Approximately one out of every nine live births in the United States and Europe occurs at less than 37 completed weeks of gestation. These infants are at risk for a significant respiratory morbidity especially in the first year of life. Many return to pediatricians, pulmonologists and emergency departments with respiratory symptoms, typically recurrent or chronic wheeze and/or cough, poor growth and an excess of upper and lower respiratory tract infections. The frequency of these signs of respiratory dysfunction correlates inversely with gestational age and weight at birth, displays a male predominance and is more common in those who meet criteria for the diagnosis of bronchopulmonary dysplasia (BPD). Depending on differences in definition and racial/ethnic population and clinical management variables, ~35–45% of infants born before 28 weeks of gestation develop BPD of varying severity, and are at risk for long-term multiorgan system consequences. Even those without BPD exhibit respiratory limitations at school age and into adulthood. The aims of this review are to critically examine the evolution of the diagnosis of BPD and the challenges inherent to current classifications. Based on these, we propose a more comprehensive approach to understanding, diagnosing and researching the larger problem of respiratory disease of prematurity.

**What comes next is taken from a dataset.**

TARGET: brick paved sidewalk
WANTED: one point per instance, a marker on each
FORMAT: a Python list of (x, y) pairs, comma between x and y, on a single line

An ongoing debate among neonatologists and pulmonary specialists is the disconnect between the lung disease or respiratory morbidities of preterm infants and the clinical disease classified as BPD. Some infants with BPD do not appear to develop long-term respiratory sequelae, whereas others without BPD or oxygen requirement at 36 weeks exhibit respiratory morbidities in infancy or even limitations at school age and adulthood, perhaps related to other contributors such as sex, socioeconomic conditions, genetic/atopic contributions and microbial burden. Among these infants, the annual socioeconomic costs of BPD are estimated at well over $2.5 billion in the United States, second only to asthma, and far greater than for cystic fibrosis. A California survey study of discharge summaries indicated that ~15% of preterm infants required at least one rehospitalization within the first year of life, most commonly with an acute respiratory disease. The highest rate of readmission (31%) was in infants born at less than 25 weeks of gestation, whereas the largest volume of readmissions was in infants born at 35 weeks of gestation, with a total cost of readmission exceeding $90 million. Studies of adolescents demonstrate persistent, and in some cases deteriorating chronic obstructive pulmonary disease/dysfunction in children born prematurely, suggesting that the socioeconomic and public health impact of preterm birth extends into adulthood. A study based on the Nationwide Inpatient Sample (1993–2006, including more than 9.5 million neonatal hospitalizations) demonstrated a significant decrease in the incidence of diagnosed BPD, yet increases in initial hospitalization charges and length of stay for patients with BPD, despite controlling for increases in the incidence of very-low birth weight infants. Therefore, the costs of lung disease of prematurity are likely to continue rising.